How much does Disney care about the negative publicity around the Johansson fracas? The actress’ legal action has surely burned bridges with the studio and, after years of Marvel films, it remains to be seen whether she works there again. She has already stated that she has no plans to return as Natasha Romanoff, the character she plays in Black Widow who has also graced a number of other MCU tentpoles – helping to earn Disney huge profits along the way.
Far more important for the studio is keeping Marvel Studios head Kevin Feige on-side. Feige is reportedly upset by the furore and is said to have preferred a pure theatrical release for Black Widow before it transitioned to Disney+.
While media analysts have noted that former Disney CEO Bob Iger would never have allowed an altercation with talent to reach the point where a star sued the studio, the fact that talks between Disney and Johansson broke down speaks to the changing times.
Some insiders who spoke to Screen said that Hollywood’s self-absorption and the agencies’ own lucrative engagement with traditional talent deals has created a myopia that is out of synch with new realities.
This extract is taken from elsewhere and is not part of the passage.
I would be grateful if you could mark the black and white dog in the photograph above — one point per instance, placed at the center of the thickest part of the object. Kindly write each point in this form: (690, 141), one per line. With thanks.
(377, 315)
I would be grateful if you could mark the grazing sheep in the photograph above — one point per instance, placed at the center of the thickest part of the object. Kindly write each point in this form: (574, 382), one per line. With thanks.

Streaming platforms and the studios that have been pouring money into building their own direct-to-consumer services know that fans’ only concern is about choice – being able to consume content when and how they want.
“Consumers may not have much sympathy for a star who’s already getting paid $20m for the movie and is taking that choice [in how they watch the film] away from them,” says one. “How do you tell a consumer during a pandemic that they can’t see a movie because the star doesn’t think they’ve made enough money in their deal and the consumer has to risk going to a theatre?”
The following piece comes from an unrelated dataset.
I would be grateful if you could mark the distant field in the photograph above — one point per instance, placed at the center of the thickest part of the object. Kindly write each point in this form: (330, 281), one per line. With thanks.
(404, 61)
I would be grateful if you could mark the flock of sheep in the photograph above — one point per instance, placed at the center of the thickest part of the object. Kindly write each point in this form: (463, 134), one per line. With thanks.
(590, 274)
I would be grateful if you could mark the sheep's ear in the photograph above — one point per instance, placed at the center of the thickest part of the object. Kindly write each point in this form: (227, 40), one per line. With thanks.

A growing cohort of industry professionals believe the up-front deal structure will become more common. PoC’s Aziz believes that if the major streaming and studio content creators invest more in the value of intellectual property at the expense of star power, it could have a benefit for others in the business.
“They may say they’re going to bet on the IP. Do we want that to happen? Of course not. But if they do, it may present an amazing opportunity for the independent world,” he says. “It could open a door for us in the independent space to work in a truly collaborative way with the talent and create some real and sustainable strategies around financing and producing excellent content which are designed for profitability.”
Hollywood will be watching closely to see if Stone, Blunt – who coincidentally was offered the role of Black Widow before it went to Johansson – or another star steps forward and cries foul over compensation related to day-and-date releases.
“If Johansson loses, talent will continue to negotiate maximum up-front and deal with the studios like they deal with streamers,” notes one entertainment lawyer who works regularly with studios like Disney and streaming platforms. “If she wins, it would be a paradigm shift.”